Pourquoi le 22 juillet sera un grand jour pour Tesla

Depuis le début de l’année, Tesla fait partie des valeurs boursières les plus performantes. À Wall Street, le Nasdaq profite des nouvelles pépites de la tech pour afficher une croissance de 17 %. Malgré la pandémie, le cours de Tesla a gagné plus de 266 %, et l’affolement autour du titre n’en a pas fini de décrocher des records.

Le 22 juillet prochain pourrait confirmer un gros événement chez la marque de voitures électriques. Il s’agit du jour où Tesla publiera ses résultats financiers du deuxième trimestre 2020, et une grande partie de son envolée en bourse ces dernières semaines serait motivée par cet événement.

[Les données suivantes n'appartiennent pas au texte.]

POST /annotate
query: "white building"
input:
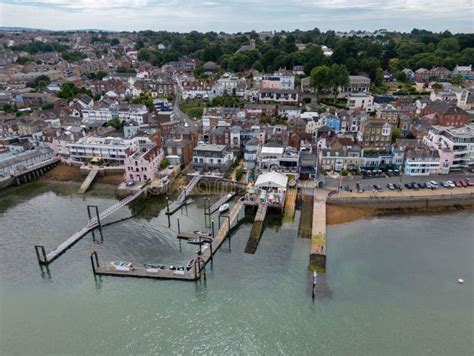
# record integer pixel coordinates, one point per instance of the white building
(361, 101)
(143, 164)
(97, 114)
(112, 149)
(455, 146)
(21, 162)
(421, 162)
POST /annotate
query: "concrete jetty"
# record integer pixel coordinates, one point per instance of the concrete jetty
(318, 234)
(88, 181)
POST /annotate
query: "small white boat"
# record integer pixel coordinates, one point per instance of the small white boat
(223, 207)
(121, 265)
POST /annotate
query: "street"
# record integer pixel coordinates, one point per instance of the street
(368, 183)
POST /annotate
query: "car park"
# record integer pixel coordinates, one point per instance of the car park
(377, 187)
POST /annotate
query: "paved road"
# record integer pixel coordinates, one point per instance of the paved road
(177, 110)
(382, 181)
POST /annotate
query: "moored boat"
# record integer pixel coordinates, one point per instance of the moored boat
(223, 208)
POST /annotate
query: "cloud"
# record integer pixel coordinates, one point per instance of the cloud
(238, 15)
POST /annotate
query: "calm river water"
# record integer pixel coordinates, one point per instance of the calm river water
(391, 286)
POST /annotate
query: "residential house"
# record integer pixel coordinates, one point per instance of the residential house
(360, 101)
(375, 133)
(455, 146)
(143, 164)
(213, 158)
(20, 162)
(179, 151)
(342, 153)
(421, 161)
(447, 114)
(357, 84)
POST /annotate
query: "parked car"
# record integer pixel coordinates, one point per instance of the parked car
(377, 187)
(445, 184)
(464, 183)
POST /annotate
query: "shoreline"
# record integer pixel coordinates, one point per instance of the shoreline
(337, 214)
(349, 207)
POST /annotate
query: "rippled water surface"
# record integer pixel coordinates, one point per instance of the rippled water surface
(391, 286)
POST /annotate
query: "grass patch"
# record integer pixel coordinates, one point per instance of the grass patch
(193, 109)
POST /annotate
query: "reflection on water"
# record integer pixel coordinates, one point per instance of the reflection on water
(390, 288)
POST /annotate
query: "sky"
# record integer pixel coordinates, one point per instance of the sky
(239, 15)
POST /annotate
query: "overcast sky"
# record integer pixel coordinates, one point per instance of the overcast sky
(239, 15)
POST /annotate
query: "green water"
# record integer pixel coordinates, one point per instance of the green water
(391, 286)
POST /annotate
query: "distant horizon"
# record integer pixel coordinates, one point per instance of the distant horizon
(233, 16)
(32, 29)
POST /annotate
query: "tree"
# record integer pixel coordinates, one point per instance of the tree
(39, 83)
(339, 78)
(320, 79)
(457, 79)
(47, 106)
(115, 123)
(23, 60)
(449, 44)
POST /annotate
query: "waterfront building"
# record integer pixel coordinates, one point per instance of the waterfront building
(143, 164)
(208, 157)
(21, 162)
(421, 161)
(360, 101)
(455, 146)
(109, 149)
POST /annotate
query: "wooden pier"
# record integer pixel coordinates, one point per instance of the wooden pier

La raison est la suivante : Tesla pourrait intégrer le S&P 500, l’indice des 500 plus grandes entreprises en bourse aux États-Unis. Pour y prétendre, les règles sont assez simples à comprendre : il faut atteindre au moins 8,2 milliards de dollars de valorisation boursière, satisfaire les exigences de liquidités et enfin, pouvoir justifier d’avoir réussi ses quatre derniers bilans trimestriels dans le vert.

Tesla intégrera-t-il le S&P 500 ?

Lundi 13 juillet, alors que le cours de Tesla atteignait encore des sommets, la plateforme de trading américaine Robinhood affirmait qu’en l’espace d’une séance plus de 50 000 investisseurs avaient acheté des actions du constructeur.

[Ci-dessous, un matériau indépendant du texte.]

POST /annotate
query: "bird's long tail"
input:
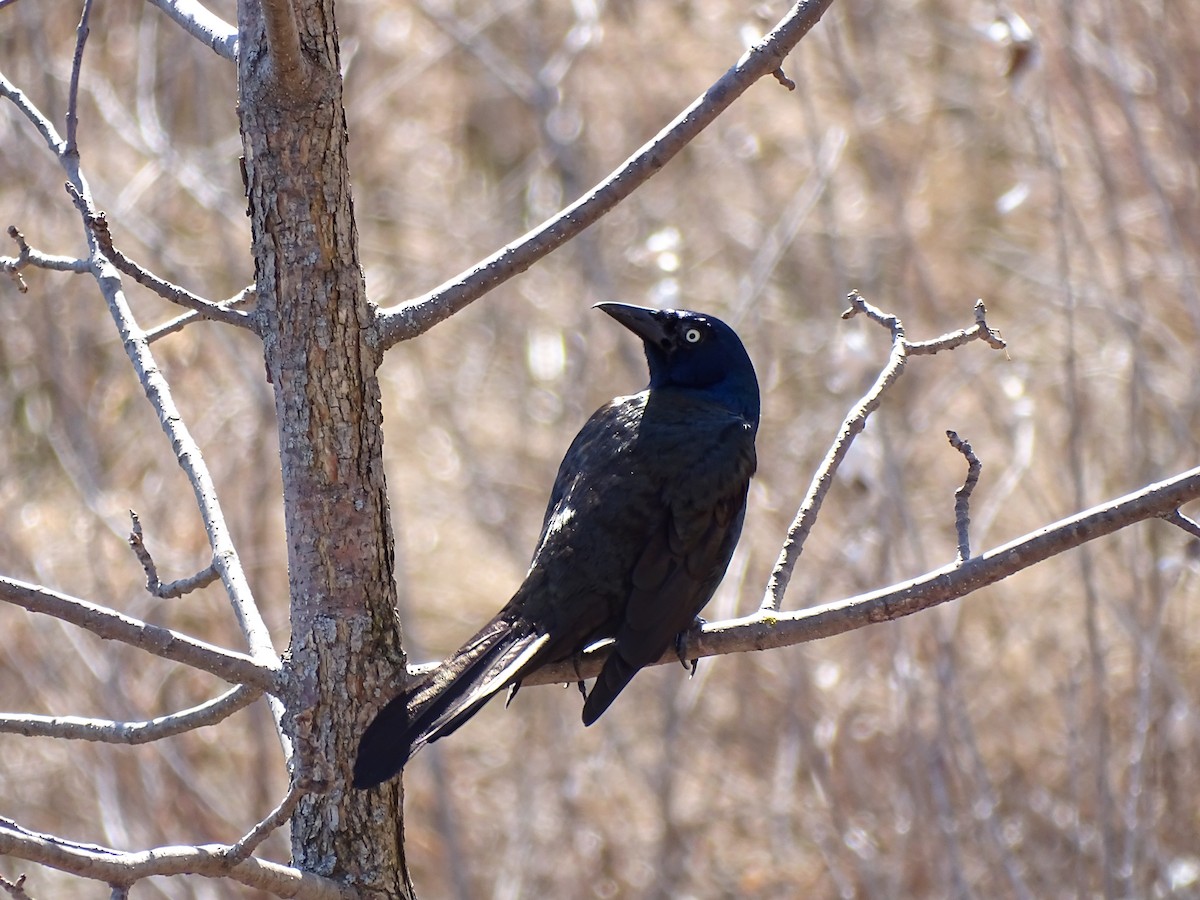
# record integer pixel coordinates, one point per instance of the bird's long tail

Loin d’être nécessairement influencés par la montée en flèche du cours (actuellement aux alentours de 1 500 $ US, avec une un record à 1 764 $ US), ces nouveaux investisseurs s’attendent surtout à une tendance déjà confirmée chez d’autres entreprises, à la manière d’Amazon qui avait rejoint l’indice en 2005, avec une hausse de 5 % de son cours lors de l’annonce.

Il faut dire que le S&P 500 est un indice très stratégique pour Tesla, qui lui accorderait une plus grande visibilité boursière, et la possibilité de voir sa valorisation bondir grâce à l’intégration de nouveaux fonds de suivis d’indice (les ETF).

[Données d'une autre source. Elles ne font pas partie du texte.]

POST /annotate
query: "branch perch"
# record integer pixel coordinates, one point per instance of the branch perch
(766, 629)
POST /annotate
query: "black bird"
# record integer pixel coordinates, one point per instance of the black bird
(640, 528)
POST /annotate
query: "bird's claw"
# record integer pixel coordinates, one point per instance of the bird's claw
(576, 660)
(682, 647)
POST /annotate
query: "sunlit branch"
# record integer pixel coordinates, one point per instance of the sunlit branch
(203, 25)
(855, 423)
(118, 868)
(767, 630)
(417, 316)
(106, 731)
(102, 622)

Le 22 juillet sera donc l’occasion de connaître l’aboutissement de Tesla dans les critères traditionnels pour intégrer le S&P 500. Mais tout cela n’est que théorique : en pratique, sa place au sein de l’indice boursier américain de premier ordre pourrait être garantie coûte que coûte.

Selon Bloomberg, les analystes de Wall Street ne s’attendant pas à ce que Tesla soit bénéficiaire ce trimestre. Il est estimé qu’une perte de 377 millions de dollars ou plus sera communiquée par la firme, ce qui empêcherait donc Tesla de cocher le troisième critère théorique.

Le S&P a besoin de Tesla

Dans une note publiée par les analystes de Bloomberg Intelligence, l’inclusion de Tesla « peut nécessiter une intervention humaine ». Les régulateurs du S&P 500 pourraient donc faire « une exception et ajouter le constructeur automobile dans tous les cas », que Tesla soit bénéficiaire ou non ce semestre.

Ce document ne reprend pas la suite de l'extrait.